Preferably, the compound is recovered as the hydrochloride salt with an appropriate recrystallization. Non-toxic and physiological compatible salts are particularly useful although other less desirable salts may have use in the processes of isolation and purification.

The compounds made by coupling an appropriate amino-substituted bicyclic structure with the cyanobenzoic acids produced according to the above invention, selected and used as disclosed herein or by reference, are believed to be useful for preventing or treating a condition characterized by undesired thrombosis, such as (a) the treatment or prevention of any thrombotically mediated acute coronary syndrome including myocardial infarction, unstable angina, refractory angina, occlusive coronary thrombus occurring post-thrombolytic therapy or post-coronary angioplasty, (b) the treatment or prevention of any thrombotically mediated cerebrovascular syndrome including embolic stroke, thrombotic stroke or transient ischemic attacks, (c) the treatment or prevention of any thrombotic syndrome occurring in the venous system including deep venous thrombosis or pulmonary embolus occurring either spontaneously or in the setting of malignancy, surgery or trauma, (d) the treatment or prevention of any coagulopathy including disseminated intravascular coagulation (including the setting of septic shock or other infection, surgery, pregnancy, trauma or malignancy and whether associated with multi-organ failure or not), thrombotic thrombocytopenic purpura, thromboanginitis obliterans, or thrombotic disease associated with heparin induced thrombocytopenia, (e) the treatment or prevention of thrombotic complications associated with extracorporeal circulation (e. g. renal dialysis, cardiopulmonary bypass or other oxygenation procedure, plasmapheresis), (f) the treatment or prevention of thrombotic complications associated with instrumentation (e. g. cardiac or other intravascular catheterization, intra-aortic balloon pump, coronary stent or cardiac valve), and (g) those involved with the fitting of prosthetic devices.
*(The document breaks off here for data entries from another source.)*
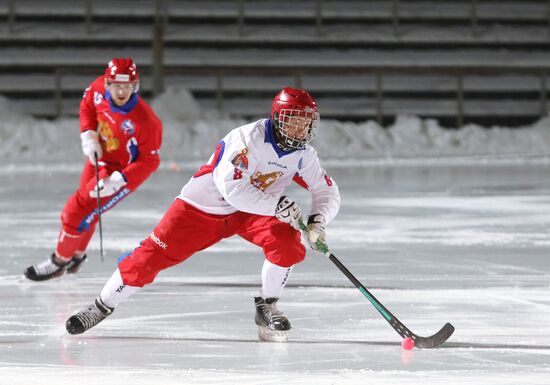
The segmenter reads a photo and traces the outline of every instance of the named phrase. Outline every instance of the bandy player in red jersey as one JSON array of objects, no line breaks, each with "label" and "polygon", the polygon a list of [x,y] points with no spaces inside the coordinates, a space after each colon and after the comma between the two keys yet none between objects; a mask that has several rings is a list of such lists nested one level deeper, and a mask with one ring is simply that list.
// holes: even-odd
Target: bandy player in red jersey
[{"label": "bandy player in red jersey", "polygon": [[[33,281],[75,273],[86,260],[86,247],[103,213],[138,188],[159,166],[162,123],[138,95],[139,75],[130,58],[109,62],[105,75],[86,90],[80,103],[80,138],[88,157],[78,190],[61,212],[55,251],[25,270]],[[96,154],[99,183],[96,181]],[[99,186],[99,191],[97,190]]]},{"label": "bandy player in red jersey", "polygon": [[229,132],[157,227],[119,262],[99,298],[67,320],[67,331],[85,332],[161,270],[239,235],[261,247],[265,256],[261,291],[254,297],[259,337],[286,341],[290,322],[276,305],[305,248],[297,230],[302,212],[285,189],[294,181],[311,193],[307,240],[312,248],[325,239],[325,226],[340,208],[338,186],[309,145],[318,123],[311,95],[287,87],[273,100],[270,119]]}]

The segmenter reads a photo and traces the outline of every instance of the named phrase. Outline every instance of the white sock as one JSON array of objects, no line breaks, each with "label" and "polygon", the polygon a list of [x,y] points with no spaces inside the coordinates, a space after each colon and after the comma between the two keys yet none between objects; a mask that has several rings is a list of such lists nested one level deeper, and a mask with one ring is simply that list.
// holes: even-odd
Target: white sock
[{"label": "white sock", "polygon": [[262,267],[262,297],[279,298],[291,271],[292,266],[277,266],[266,259]]},{"label": "white sock", "polygon": [[120,271],[116,269],[111,278],[107,281],[99,298],[101,301],[110,308],[115,308],[120,302],[127,300],[134,294],[138,289],[141,289],[137,286],[125,285],[122,282],[122,277],[120,276]]}]

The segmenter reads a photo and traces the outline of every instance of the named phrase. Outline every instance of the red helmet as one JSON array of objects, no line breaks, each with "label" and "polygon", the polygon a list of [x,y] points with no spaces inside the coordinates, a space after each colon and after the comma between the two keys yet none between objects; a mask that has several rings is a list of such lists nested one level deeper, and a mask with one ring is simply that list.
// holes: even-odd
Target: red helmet
[{"label": "red helmet", "polygon": [[135,83],[134,92],[139,89],[139,74],[131,58],[114,58],[105,69],[107,83]]},{"label": "red helmet", "polygon": [[[280,148],[287,151],[302,149],[315,137],[319,126],[319,109],[307,91],[285,87],[273,99],[271,119]],[[304,123],[301,123],[302,127],[298,127],[297,120],[304,121],[305,128]],[[296,130],[304,132],[299,136],[292,135],[291,132],[295,133]]]}]

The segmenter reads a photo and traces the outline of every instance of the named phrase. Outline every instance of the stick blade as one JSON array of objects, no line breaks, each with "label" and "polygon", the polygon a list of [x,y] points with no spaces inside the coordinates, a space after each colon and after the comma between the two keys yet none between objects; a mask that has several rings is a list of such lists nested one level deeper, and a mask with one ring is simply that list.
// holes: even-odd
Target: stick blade
[{"label": "stick blade", "polygon": [[414,346],[420,349],[436,348],[442,343],[444,343],[445,341],[447,341],[454,331],[455,331],[455,327],[447,322],[433,336],[430,336],[430,337],[415,336]]}]

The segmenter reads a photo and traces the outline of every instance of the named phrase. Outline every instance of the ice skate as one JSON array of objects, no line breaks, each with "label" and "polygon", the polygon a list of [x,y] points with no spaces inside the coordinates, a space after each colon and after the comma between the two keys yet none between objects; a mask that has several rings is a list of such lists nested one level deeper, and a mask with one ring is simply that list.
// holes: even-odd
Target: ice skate
[{"label": "ice skate", "polygon": [[65,267],[70,263],[60,263],[52,253],[47,260],[27,267],[24,274],[31,281],[45,281],[65,274]]},{"label": "ice skate", "polygon": [[262,341],[286,342],[287,333],[291,329],[286,316],[277,310],[276,303],[279,298],[254,297],[256,305],[256,325],[258,325],[258,337]]},{"label": "ice skate", "polygon": [[65,323],[65,328],[69,334],[82,334],[103,321],[114,310],[105,305],[101,298],[97,298],[90,306],[71,316]]},{"label": "ice skate", "polygon": [[31,281],[46,281],[60,277],[65,273],[76,273],[86,258],[86,254],[84,254],[81,257],[74,257],[68,262],[59,262],[55,253],[52,253],[44,262],[29,266],[24,274]]}]

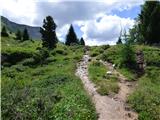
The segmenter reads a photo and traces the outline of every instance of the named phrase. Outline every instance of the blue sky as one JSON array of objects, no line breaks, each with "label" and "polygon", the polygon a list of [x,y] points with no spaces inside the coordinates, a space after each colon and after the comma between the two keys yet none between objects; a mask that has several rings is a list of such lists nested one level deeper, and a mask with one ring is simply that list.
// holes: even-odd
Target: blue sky
[{"label": "blue sky", "polygon": [[135,6],[131,9],[126,9],[123,11],[118,11],[118,10],[113,10],[111,14],[116,14],[119,17],[123,18],[128,18],[130,17],[131,19],[135,19],[137,15],[140,13],[141,7],[140,6]]},{"label": "blue sky", "polygon": [[51,15],[57,36],[65,41],[70,24],[87,45],[115,44],[121,28],[128,30],[143,0],[1,0],[0,14],[13,22],[42,26]]},{"label": "blue sky", "polygon": [[[141,12],[141,7],[140,6],[135,6],[131,9],[126,9],[123,11],[119,11],[119,10],[113,10],[111,11],[111,15],[117,15],[121,18],[131,18],[131,19],[135,19],[137,18],[138,14]],[[99,22],[102,18],[98,18],[96,19],[97,22]],[[77,33],[77,36],[80,38],[83,35],[83,32],[80,30],[80,27],[78,25],[74,25],[74,29]]]}]

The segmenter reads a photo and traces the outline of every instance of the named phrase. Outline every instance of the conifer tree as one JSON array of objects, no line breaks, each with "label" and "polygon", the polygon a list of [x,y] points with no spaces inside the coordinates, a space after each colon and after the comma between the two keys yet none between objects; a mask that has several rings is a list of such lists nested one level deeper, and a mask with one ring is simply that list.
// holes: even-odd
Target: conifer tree
[{"label": "conifer tree", "polygon": [[25,40],[29,40],[29,34],[27,28],[25,28],[23,31],[23,41]]},{"label": "conifer tree", "polygon": [[81,39],[80,39],[80,45],[84,45],[85,46],[85,41],[84,41],[83,37],[81,37]]},{"label": "conifer tree", "polygon": [[118,41],[116,42],[116,44],[122,44],[122,28],[121,28],[120,35],[118,37]]},{"label": "conifer tree", "polygon": [[118,37],[118,41],[116,42],[116,44],[118,45],[118,44],[122,44],[122,39],[121,39],[121,37]]},{"label": "conifer tree", "polygon": [[22,33],[20,30],[17,30],[16,32],[16,40],[22,40]]},{"label": "conifer tree", "polygon": [[74,28],[71,24],[70,28],[69,28],[69,31],[68,31],[68,34],[66,36],[66,42],[65,44],[66,45],[73,45],[73,44],[78,44],[79,41],[77,39],[77,35],[76,33],[74,32]]},{"label": "conifer tree", "polygon": [[3,26],[3,28],[2,28],[1,36],[3,36],[3,37],[8,37],[9,36],[5,26]]},{"label": "conifer tree", "polygon": [[160,1],[146,1],[138,20],[143,41],[146,44],[160,43]]},{"label": "conifer tree", "polygon": [[42,34],[42,46],[52,49],[56,47],[58,42],[56,36],[56,27],[53,18],[47,16],[43,21],[43,26],[40,28],[40,33]]},{"label": "conifer tree", "polygon": [[131,69],[136,67],[135,51],[130,43],[125,43],[123,45],[121,48],[120,57],[121,67],[123,66]]}]

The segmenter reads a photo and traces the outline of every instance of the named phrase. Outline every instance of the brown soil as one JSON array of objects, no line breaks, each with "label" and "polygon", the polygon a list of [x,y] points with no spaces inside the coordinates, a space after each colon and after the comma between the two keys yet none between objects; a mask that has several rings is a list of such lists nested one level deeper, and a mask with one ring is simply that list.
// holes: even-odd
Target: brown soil
[{"label": "brown soil", "polygon": [[102,96],[96,92],[95,84],[88,77],[88,63],[91,58],[84,55],[77,65],[76,75],[82,80],[84,87],[91,96],[98,113],[98,120],[137,120],[137,113],[133,112],[126,104],[127,96],[133,91],[135,82],[128,82],[126,78],[112,68],[112,65],[101,61],[113,74],[118,75],[119,92],[113,97]]}]

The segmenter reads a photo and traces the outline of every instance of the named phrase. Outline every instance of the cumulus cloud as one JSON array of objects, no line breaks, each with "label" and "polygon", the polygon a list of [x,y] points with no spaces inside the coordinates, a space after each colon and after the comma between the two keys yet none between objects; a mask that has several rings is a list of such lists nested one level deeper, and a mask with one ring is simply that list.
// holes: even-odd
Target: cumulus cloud
[{"label": "cumulus cloud", "polygon": [[130,18],[104,14],[99,21],[81,23],[81,30],[88,45],[115,44],[121,29],[128,30],[133,24],[134,20]]},{"label": "cumulus cloud", "polygon": [[93,19],[97,13],[104,12],[105,8],[106,5],[102,2],[38,2],[35,24],[39,22],[39,19],[52,15],[61,27],[74,21]]},{"label": "cumulus cloud", "polygon": [[32,0],[0,0],[1,15],[13,22],[34,25],[36,3]]},{"label": "cumulus cloud", "polygon": [[114,44],[120,24],[126,29],[134,20],[113,15],[112,10],[123,11],[139,6],[143,0],[3,0],[1,15],[27,25],[41,26],[45,16],[53,16],[57,36],[64,41],[71,23],[79,26],[88,45]]},{"label": "cumulus cloud", "polygon": [[65,24],[64,26],[57,28],[56,33],[60,41],[64,42],[64,38],[68,32],[69,26],[70,26],[69,24]]}]

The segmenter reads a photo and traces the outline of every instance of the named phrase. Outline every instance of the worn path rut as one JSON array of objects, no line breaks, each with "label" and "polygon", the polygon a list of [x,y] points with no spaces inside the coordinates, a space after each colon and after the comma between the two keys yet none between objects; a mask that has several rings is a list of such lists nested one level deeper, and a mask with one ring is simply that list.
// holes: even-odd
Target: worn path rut
[{"label": "worn path rut", "polygon": [[[134,83],[126,82],[125,77],[113,70],[119,76],[118,94],[114,97],[102,96],[96,91],[95,84],[88,77],[88,63],[91,60],[89,55],[84,55],[80,63],[77,64],[76,75],[82,80],[84,87],[91,96],[95,104],[98,120],[137,120],[138,115],[126,105],[127,95],[134,88]],[[112,65],[101,61],[104,65],[113,69]]]}]

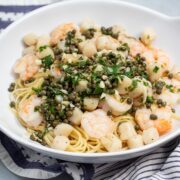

Anticoagulant therapy is also useful to prevent coagulation of stored whole blood and to prevent coagulation in other biological samples for testing or storage. Thus the intermediates according to the present invention can be used to make compounds that can be added to or contacted with any medium containing or suspected to contain factor Xa and in which it is desired that blood coagulation be inhibited, e. g., when contacting the mammal's blood with material such as vascular grafts, stents, orthopedic prostheses, cardiac stents, valves and prostheses, extra corporeal circulation systems and the like.

Without further description, it is believed that one of ordinary skill in the art can, using the preceding description, fully practice the invention as set forth above and in the following claims. The preferred embodiments detailed above are non-limiting in that one of ordinary skill in view of the above will readily envision other permutations and variations on the invention without departing from the principal concepts and spirit of the invention. Such permutations and variations are also within the scope of the present invention.